Le ratatin

+6 ans

  • Papa, tu as vu le ratatin ?

  • Oui, ma chérie, pas facile à flibuster.

Papa était avec moi pour mon premier jour d’école en France. Papa n’est jamais sérieux quand il faut l’être mais c’est pour cela que je voulais qu’il m’accompagne.
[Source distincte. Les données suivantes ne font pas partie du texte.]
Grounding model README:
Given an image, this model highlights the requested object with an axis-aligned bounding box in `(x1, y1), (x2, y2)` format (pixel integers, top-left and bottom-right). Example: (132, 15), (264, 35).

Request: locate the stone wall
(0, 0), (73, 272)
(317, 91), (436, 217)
  • Ca ventripote plus ici !

Il y avait un attroupement devant l’école et tout le monde s’agglutinait devant l’entrée. Elle était si petite qu’on se demandait si l’école voulait vraiment qu’on franchisse sa porte. Papa essaya de se frayer un chemin car nous avions rendez-vous avec la directrice. Il m’agrippa par les bras et me posa sur ses épaules.

  • Place au potochise.

En trois minutes, mon visage était connu de toute l’école et mon père serrait la main de la directrice qui ne savait plus s’il lui fallait lever la tête ou la baisser pour dire bonjour.

  • A terre, galichon.

Papa me posa en me faisant faire une pirouette puis me tendit mon cartable qu’il adorait porter pour moi tout en disant qu’à son âge, le ridicule était un moyen simple d’enrubiner la vie. C’était toujours mieux que quand il récitait à haute voix une poésie en japonais à laquelle il ne comprenait rien de toute façon. Papa avait parlé drôlement vite car il était toujours pressé. Il est parfois capable de dire bonjour et au revoir dans la même longue phrase puis de s’en aller. Papa adore me couper la parole dès que je commence une phrase. Cette fois-ci, il est resté assis sur le gesticule cinq minutes. Ils ont parlé ampoules et Papa s’est levé.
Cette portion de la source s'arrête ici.